Se esiste un antidoto a questo male antico è quello dell’ascolto degli elettori e non dei loro supposti partiti di appartenenza. Perché quando si parla del Movimento Cinque Stelle si cercano i votanti di Grillo e quando arriviamo al nostro campo si pensa ancora a granitici seppur oramai minimali «zoccoli duri»? Cerchiamo di essere coerenti sino in fondo, e non utilizzare due pesi e due misure.

Indubbiamente per partire in maniera diversa è necessario allora mantenere il profilo innovativo che si è creato con la candidatura alle europee di soggetti che culturalmente e politicamente esprimono sensibilità molto più avanzate dei partiti che afferivano alla lista.
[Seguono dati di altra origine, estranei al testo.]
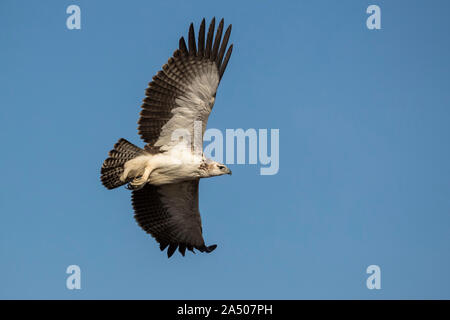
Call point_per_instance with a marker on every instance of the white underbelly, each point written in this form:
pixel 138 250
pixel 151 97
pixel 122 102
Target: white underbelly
pixel 170 167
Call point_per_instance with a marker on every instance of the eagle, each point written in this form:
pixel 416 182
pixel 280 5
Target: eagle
pixel 164 175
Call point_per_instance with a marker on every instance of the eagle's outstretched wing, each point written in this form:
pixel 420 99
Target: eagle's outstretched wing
pixel 170 214
pixel 184 90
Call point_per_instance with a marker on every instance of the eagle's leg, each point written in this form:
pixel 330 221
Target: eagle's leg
pixel 139 182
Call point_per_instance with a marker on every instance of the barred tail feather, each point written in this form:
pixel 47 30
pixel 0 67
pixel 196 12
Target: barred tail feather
pixel 112 167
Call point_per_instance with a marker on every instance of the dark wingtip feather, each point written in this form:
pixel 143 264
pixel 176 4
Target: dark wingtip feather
pixel 225 61
pixel 217 40
pixel 183 47
pixel 163 245
pixel 182 249
pixel 209 38
pixel 223 46
pixel 201 38
pixel 192 47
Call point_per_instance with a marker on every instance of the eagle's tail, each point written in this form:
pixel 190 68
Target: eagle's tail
pixel 112 167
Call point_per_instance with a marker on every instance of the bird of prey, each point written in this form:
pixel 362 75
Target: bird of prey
pixel 164 175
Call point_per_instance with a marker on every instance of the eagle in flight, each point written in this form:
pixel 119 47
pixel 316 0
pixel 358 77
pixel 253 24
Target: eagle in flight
pixel 164 175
In altre parole, Barbara Spinelli e Moni Ovadia non dovrebbero cedere il loro scranno a Bruxelles ai secondi eletti frantumando tra componenti partitiche sino a qualche tempo fa divergenti in quanto a linee politiche di fondo, sempre catalizzate da scissioni, la rappresentanza dell’«esperimento Tsipras» italiano.
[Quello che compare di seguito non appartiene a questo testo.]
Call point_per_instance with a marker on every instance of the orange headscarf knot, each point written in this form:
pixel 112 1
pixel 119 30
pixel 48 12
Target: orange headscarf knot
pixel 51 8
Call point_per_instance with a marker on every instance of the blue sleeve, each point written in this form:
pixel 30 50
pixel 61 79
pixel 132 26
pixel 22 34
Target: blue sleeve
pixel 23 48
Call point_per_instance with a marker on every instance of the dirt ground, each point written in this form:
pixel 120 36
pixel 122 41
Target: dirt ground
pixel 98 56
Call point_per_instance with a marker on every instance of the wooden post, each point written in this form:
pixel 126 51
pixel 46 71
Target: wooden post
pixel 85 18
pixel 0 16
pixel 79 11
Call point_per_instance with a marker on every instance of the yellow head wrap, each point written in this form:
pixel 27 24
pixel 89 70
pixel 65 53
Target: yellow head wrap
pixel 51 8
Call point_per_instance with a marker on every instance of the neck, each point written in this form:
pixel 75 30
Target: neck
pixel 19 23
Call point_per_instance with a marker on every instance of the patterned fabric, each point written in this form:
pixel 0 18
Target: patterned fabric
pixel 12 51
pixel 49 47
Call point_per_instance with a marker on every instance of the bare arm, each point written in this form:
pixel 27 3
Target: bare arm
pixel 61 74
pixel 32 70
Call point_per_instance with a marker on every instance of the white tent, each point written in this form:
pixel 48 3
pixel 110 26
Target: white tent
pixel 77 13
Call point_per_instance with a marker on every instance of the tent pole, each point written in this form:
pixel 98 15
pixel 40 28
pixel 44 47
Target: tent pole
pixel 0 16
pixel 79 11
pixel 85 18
Il ritiro della Spinelli e di Ovadia sarebbe esiziale in quanto consentirebbe ai piccoli cespugli della sinistra di avere ancora una boccata d’ossigeno sotto forma di presenza istituzionale e fondi, il che riaprirà inevitabilmente le conflittualità identitarie degli oramai residuali ma tenaci apparti, non certo degli elettori, rischiando così di depotenziare la necessità di innovare anche le forme della rappresentanza.

La presenza di Spinelli e o Ovadia all’europarlamento, inoltre, costituirebbe una garanzia per quanti li hanno votati sperando di averceli come portatori di istanze veramente unitarie e punti di vista che superano le antiche divisioni. Quello che già in questi giorni accade all’interno di Sel, nata per uscire dal Novecento in avanti e non indietro, come ebbe a dire Vendola, bene chiarisce l’evidenza che le linee di faglia, se non ricomposte da personalità super partes, possono portare ben presto ad esiti già visti nel recente passato.
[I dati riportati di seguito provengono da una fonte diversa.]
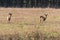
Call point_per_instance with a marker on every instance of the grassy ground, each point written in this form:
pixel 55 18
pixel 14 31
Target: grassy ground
pixel 25 24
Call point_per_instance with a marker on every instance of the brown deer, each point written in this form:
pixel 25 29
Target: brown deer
pixel 43 17
pixel 9 17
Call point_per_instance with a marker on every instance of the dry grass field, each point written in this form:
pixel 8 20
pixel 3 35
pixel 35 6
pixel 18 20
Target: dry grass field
pixel 25 24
Riconsegnare la rappresentanza della lista alle forze che non hanno mai saputo far una operazione unitaria senza ucciderla nella culla significa condannare «l’Altra Europa» a fare la stessa fine della «Federazione della Sinistra», nata esattamente con gli stessi intenti, e le stesse componenti, movimenti e partiti insieme, e dotata di una potenzialità che è stata scientificamente avvelenata dai partitini che ne facevano parte, sempre in nome di una unità superiore naturalmente.

E dunque, per non scollare la base dal vertice e riconsegnare il piccolo e fragile miracolo Tsipras alle cronache delle tensione serpeggianti, delle scissioni più o meno annunciate, ma soprattutto e oltre queste miserie che pure ci sono e impiombano le ali della neonata creatura, per coerenza con l’orizzonte innovatore a «proiezione orizzontale» e inclusivo inaugurato col metodo di selezione delle candidature e dalle dichiarazioni politiche dei capolista, è necessario che essi continuino a nutrire la speranza che volti e pensieri nuovi possano guidare una svolta a sinistra da tanto attesa.